Rally behind big events that are a bit off the beaten path. The recent deer reversal had activists on the far left advocating for a national general strike – a big, bold idea that cannot work in a country where workers lack basic labor protections. In 1969, anti-Vietnam War organizers faced with this conundrum proposed a nationwide moratorium — a two-part demonstration of local teachings and vigils, followed by a massive march on Washington a month later. It would be a fantastic model for today’s movement.
Make local chapters and local action the building blocks of a movement. “Structure it to have reasonable and coordinated tactics and goals, because the effect needs to be more about getting results,” Fisher said. The issues that arise today – the critical importance of state and even local laws on reproductive rights or gun safety, or the need for volunteers to maintain access to abortion where it is still legal – lend themselves to local activism.
National goals should be ambitious and bold, but also achievable. Much of today’s frustration centers on structural dysfunction in Washington. Overcoming the decisions of a rogue Supreme Court that is locked into a long-term right-wing majority is particularly discouraging.

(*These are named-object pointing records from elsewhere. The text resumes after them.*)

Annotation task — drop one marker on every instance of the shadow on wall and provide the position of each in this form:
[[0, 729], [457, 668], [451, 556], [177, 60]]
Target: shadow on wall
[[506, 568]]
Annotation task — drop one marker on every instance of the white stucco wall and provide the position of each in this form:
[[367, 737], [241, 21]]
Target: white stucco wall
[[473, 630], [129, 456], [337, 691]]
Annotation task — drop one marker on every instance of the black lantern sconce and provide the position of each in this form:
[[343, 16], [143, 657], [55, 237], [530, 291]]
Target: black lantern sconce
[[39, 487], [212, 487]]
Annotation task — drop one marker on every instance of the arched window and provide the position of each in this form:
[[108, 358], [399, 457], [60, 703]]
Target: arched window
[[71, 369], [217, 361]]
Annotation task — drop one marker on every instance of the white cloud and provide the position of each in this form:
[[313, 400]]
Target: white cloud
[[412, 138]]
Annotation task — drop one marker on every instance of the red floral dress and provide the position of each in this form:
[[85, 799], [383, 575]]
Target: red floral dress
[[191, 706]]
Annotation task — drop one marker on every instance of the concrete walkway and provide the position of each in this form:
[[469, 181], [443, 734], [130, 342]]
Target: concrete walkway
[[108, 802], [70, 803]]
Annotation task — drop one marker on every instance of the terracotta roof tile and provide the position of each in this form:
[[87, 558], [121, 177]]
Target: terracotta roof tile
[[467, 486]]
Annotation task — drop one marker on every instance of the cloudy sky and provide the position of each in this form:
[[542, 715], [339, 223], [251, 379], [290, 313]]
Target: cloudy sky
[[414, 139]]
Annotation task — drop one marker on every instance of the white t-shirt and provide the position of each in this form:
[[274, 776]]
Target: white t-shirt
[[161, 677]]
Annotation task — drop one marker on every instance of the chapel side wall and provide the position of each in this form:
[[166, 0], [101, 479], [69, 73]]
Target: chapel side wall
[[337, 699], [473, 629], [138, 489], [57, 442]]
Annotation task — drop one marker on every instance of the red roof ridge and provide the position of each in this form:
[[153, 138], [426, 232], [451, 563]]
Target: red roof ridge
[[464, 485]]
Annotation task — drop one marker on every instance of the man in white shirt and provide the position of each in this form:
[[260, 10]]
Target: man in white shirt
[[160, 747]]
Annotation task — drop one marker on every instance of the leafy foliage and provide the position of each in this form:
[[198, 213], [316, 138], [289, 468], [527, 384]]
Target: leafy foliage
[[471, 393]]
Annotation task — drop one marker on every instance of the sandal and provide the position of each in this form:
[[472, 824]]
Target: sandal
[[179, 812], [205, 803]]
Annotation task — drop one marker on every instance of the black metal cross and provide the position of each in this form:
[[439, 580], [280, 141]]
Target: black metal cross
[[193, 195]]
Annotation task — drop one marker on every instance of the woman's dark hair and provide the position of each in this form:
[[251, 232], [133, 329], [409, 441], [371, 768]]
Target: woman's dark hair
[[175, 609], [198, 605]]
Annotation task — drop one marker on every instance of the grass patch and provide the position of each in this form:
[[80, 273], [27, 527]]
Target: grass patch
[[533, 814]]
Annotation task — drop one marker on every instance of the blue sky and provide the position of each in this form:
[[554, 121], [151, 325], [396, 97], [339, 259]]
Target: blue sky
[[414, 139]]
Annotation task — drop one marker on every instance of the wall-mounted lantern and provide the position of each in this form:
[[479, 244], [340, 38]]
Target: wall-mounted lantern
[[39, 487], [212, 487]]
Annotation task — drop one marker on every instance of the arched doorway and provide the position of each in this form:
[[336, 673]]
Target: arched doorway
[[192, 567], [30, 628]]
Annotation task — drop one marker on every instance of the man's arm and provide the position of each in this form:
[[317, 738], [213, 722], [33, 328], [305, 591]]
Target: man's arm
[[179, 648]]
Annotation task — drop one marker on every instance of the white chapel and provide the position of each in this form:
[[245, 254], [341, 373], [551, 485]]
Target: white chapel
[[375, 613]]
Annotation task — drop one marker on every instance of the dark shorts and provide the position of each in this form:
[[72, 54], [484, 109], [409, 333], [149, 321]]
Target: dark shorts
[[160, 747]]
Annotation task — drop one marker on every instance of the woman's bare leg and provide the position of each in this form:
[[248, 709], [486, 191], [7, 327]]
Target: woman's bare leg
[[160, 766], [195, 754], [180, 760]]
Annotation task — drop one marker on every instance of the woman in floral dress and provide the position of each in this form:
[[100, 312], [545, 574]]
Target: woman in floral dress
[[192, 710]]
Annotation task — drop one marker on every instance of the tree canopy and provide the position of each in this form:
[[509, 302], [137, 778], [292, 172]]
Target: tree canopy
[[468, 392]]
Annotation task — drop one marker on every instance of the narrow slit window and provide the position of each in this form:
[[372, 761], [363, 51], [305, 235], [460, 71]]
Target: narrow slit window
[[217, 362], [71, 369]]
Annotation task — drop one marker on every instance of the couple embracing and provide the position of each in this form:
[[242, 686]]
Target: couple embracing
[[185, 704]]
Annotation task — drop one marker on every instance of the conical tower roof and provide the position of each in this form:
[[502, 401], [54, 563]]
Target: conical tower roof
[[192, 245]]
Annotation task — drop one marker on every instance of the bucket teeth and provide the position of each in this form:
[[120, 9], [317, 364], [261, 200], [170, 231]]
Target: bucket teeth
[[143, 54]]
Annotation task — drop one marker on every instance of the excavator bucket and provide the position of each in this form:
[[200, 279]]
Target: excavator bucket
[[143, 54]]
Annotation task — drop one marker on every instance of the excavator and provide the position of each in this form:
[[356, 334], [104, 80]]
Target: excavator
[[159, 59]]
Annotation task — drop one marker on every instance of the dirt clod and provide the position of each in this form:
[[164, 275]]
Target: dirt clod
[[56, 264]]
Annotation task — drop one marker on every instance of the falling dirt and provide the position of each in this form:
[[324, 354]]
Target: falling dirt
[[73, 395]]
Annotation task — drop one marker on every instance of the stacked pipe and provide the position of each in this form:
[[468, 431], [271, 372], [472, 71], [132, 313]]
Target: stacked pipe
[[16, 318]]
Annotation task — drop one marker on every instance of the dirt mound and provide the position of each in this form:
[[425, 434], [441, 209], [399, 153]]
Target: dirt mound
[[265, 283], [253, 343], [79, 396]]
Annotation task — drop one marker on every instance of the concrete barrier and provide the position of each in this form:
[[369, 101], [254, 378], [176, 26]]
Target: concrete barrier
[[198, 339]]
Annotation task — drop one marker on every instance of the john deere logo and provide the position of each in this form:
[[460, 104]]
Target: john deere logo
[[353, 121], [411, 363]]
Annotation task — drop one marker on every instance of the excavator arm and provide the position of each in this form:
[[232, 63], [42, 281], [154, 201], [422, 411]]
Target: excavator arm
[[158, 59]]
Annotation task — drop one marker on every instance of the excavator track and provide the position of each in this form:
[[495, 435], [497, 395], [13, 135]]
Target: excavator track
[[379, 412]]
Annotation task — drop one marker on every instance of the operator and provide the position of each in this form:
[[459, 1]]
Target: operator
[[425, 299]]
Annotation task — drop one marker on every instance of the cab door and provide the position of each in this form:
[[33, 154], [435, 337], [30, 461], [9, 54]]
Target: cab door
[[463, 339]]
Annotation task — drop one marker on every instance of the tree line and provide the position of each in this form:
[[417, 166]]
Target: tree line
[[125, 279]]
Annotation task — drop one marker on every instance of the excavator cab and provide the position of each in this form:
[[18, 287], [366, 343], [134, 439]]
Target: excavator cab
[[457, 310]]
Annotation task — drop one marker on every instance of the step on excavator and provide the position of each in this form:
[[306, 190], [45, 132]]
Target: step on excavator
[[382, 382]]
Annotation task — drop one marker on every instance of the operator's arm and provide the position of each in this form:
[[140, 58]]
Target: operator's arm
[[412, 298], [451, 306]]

Yet the building blocks for sweeping change – ending the filibuster and using a 51-vote majority to expand and reshape the High Court – are within reach. Indeed, a victory along these lines could be the launching pad for other sweeping reforms to end minority rule.
This shouldn’t be the time to despair. The majority of Americans who support reproductive rights, tougher gun laws and climate action have both the numbers and the passion to win these fights. All they need is a plan and a little leadership. But waiting for Godot or Biden or anyone else won’t be enough. The time to mobilize is now – before this nation’s struggling democracy goes on life support.